Задержаться у ворот рая - страница 14
Сельчанам хорошо знакомо ее «Чудо, бабы», сказанное с осторожным дребезжащим смехом, и ее удивленное «Але?», которое звучало как «Неужели?» и означало именно это. Ими она встречала деревенские новости.
Муж был старше Василинки. До того, как подмял ее на санях – под себя, под свою судьбину, они толком и не знались. Видела его, как же, ведала, что есть такой шалопутный, крученый-верченый хорошун с белой головой, до девок и драк охочий. А он, оказалось, тиковал за ней, иногда на вечерках хватал ее за руки, но тут же отпускал, стоило ей взглянуть спокойно, чуть презрительно.
Старшим его признала над собой потому, что напоминал чем-то Гришана Потапова – такой же непутевый и отчаянный. Сам того не подозревая, Гришан, мамкин вздыхатель, в ней женщину разбудил своими руками – она их долго чувствовала, помнила молодыми бедрами. И когда в санях Адась, едва лошади вырвались из села, проговорил: «Все, ты моя», – и раскидал полы ее полушубка, она только и спросила:
– На один раз?
– Навсегда, – побожился Адам. – За себя возьму.
Сватов прислал через неделю. Отец ее и мать не противились, даже были рады – жили Метельские крепко. Когда Василинке пришла пора рожать своего первенца, свекор самую лучшую на пять деревень повитуху позвал и даже жеребца в телегу запрячь не пожалел, чтобы привезти. Правда, невестке через три дня велел идти в поле, но тогда времена были такие, редкая роженица отдыхала дольше…

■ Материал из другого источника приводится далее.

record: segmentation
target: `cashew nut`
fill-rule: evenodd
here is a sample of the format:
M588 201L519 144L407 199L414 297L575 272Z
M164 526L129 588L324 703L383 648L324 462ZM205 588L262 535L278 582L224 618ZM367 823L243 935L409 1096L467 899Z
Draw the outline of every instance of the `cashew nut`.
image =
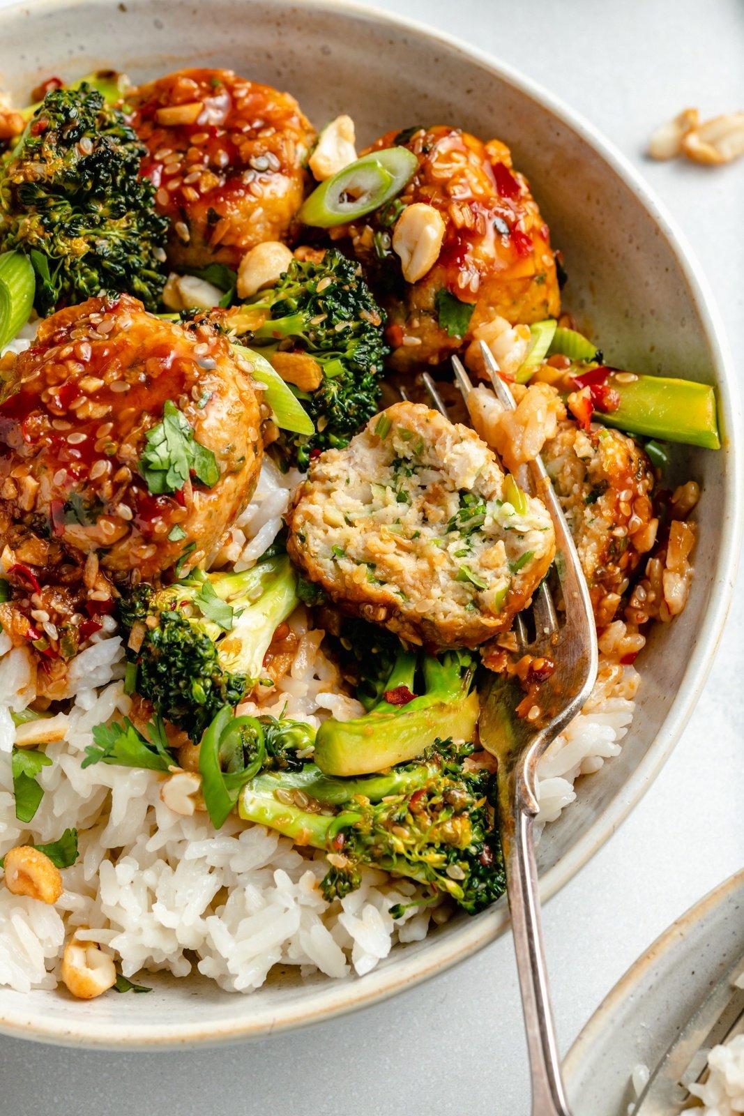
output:
M400 257L406 282L417 282L434 267L444 233L444 219L433 205L406 205L393 230L393 251Z
M685 108L673 121L657 128L648 142L648 154L651 158L674 158L682 152L682 142L697 125L696 108Z
M61 978L78 1000L93 1000L116 983L116 966L93 942L73 939L65 946Z
M62 894L62 877L46 853L32 845L19 845L6 853L6 887L13 895L28 895L51 905Z
M292 262L287 244L279 240L264 240L247 252L238 268L238 295L250 298L262 287L277 282Z
M316 148L308 160L308 166L318 182L331 179L357 157L354 121L350 116L337 116L320 133Z
M201 786L201 776L194 771L175 771L161 787L161 799L174 814L189 818L196 809L194 797Z
M172 271L163 288L163 302L170 310L211 310L219 306L222 291L196 276L180 276Z

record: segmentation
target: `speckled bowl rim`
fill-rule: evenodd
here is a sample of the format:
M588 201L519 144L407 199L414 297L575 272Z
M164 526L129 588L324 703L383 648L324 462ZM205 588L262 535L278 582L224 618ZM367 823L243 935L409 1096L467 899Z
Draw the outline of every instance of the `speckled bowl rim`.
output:
M98 6L114 7L117 0L97 0ZM77 0L75 7L85 7L86 0ZM3 26L22 18L39 16L57 8L59 0L27 0L16 2L0 10L0 35ZM713 296L699 264L694 259L685 237L676 227L666 209L645 184L631 163L605 140L593 125L570 109L558 97L548 93L530 78L519 74L511 66L494 60L477 47L426 27L424 23L399 15L352 2L352 0L293 0L288 4L294 9L319 9L344 19L347 12L371 23L388 26L419 39L426 39L432 48L444 48L458 52L464 59L491 71L544 112L557 117L567 128L574 132L592 147L621 180L650 215L659 233L670 248L680 273L684 276L700 318L711 366L715 371L718 391L718 408L723 429L731 437L742 430L742 412L736 388L733 358L725 340L725 331ZM91 3L91 7L94 4ZM278 4L279 7L279 4ZM576 841L569 853L540 879L543 902L555 894L589 860L591 856L615 833L622 820L660 771L674 745L682 734L708 676L713 658L723 634L731 605L734 577L738 562L742 527L744 523L744 464L742 449L737 441L728 445L729 465L727 492L722 507L722 531L715 577L711 585L711 599L705 619L697 635L695 650L689 658L683 685L680 685L661 730L649 745L642 760L624 783L622 791L597 818L588 831ZM247 1004L244 1018L207 1026L199 1022L173 1022L147 1026L141 1023L102 1024L100 1020L79 1018L73 1026L57 1019L29 1019L28 1009L22 1004L26 998L19 993L19 1008L4 1009L0 1014L0 1033L36 1041L109 1049L177 1048L199 1043L216 1045L235 1042L249 1038L261 1038L313 1022L370 1007L374 1003L441 973L460 961L464 961L503 933L509 925L509 912L502 901L491 911L476 918L463 922L456 934L446 937L434 936L424 956L405 959L395 966L373 970L363 979L352 981L328 981L307 1003L282 1006L280 1011L251 1011Z
M735 872L728 879L724 879L723 884L718 884L679 918L675 918L671 925L659 934L646 952L641 953L638 960L624 973L612 991L605 997L589 1022L581 1029L566 1056L563 1079L569 1093L571 1084L581 1076L584 1058L590 1057L600 1038L613 1029L615 1019L620 1016L624 1007L632 1002L634 999L640 999L642 990L653 981L654 971L661 965L663 961L665 968L670 969L675 956L678 955L680 959L685 956L686 939L693 926L700 922L709 924L711 920L716 917L716 913L725 906L726 901L738 891L744 896L744 868L741 872ZM685 1021L680 1022L684 1026ZM628 1067L628 1078L630 1078L632 1068L632 1066Z

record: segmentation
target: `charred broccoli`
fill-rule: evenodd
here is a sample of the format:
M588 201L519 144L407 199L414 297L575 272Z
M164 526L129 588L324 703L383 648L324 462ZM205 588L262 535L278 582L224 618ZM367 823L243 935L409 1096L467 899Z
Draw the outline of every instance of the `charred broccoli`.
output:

Вот говорю: отгорело в ней бабье. А не значит это, что забыла она своего Адамчика. Откуда нам знать все до конца про чужую жизнь? В одно лето, когда было много гроз, у нее спросили, почему она не прячется от дождя и молний, чего ради сидит каждый божий день на скамеечке, кого выглядывает? Что она ответила?
– От так. Чалавека свого жду.
Своим человеком на Слутчине мужа называют, хозяина.
И, уткнувшись спиною-дугой в забор, пропела-проговорила срывающимся старушечьим голосом:
Кто возьмется утверждать, что она шутила?
Однажды бригадир, подвижный молодой толстячок из примаков, не поверил:
– А нашто он тебе теперь, тетка Василина? Чтоб хворую голову дурил? Как его звали хоть?
– Адамом его зовут, Адасем. За детей, Шурочка, я ему отчитаться повинна. За своих рыжиков. Без этого – живи, старая баба, хоть век, а помирать нельга.
– А вы за него как выходили – по согласию, альбо батяня сказал – и пошла?
– По согласию тагды не все выходили, Шурочка. Выходили за того, у кого земли было много. Ну, я выходила по згоде.
Но если в самом деле и теперь, через полстолетия, ждала она своего Адама, то не так проста была эта улыбчивая старушка, напоминающая деревенского Емелюшку.
Муж жалел ее. То шаль с базара привезет, то ночью у колыски подменит. А однажды, перед тем, как за ним пришли, у Федоса-бортника улей купил. Только потому, что ей захотелось меду. Откуда денег взял, неведомо, и как бортника уговорил тоже. Тот слыл человеком с «мухами» в носу, жил на отшибе, с селом особенно не знался, хозяйство вел по-своему. Печь бревном топил, по-черному. Через окно задвигал бревно в зев печи, когда оно подгорало – подпихивал глубже. И чаду было там, и тепло не держалось, но таков был принцип. А еще один принцип не позволял бортнику продавать ульи. «От этого, – говорил он, – на пасеке пчелы дохнут». Но Адаму продал.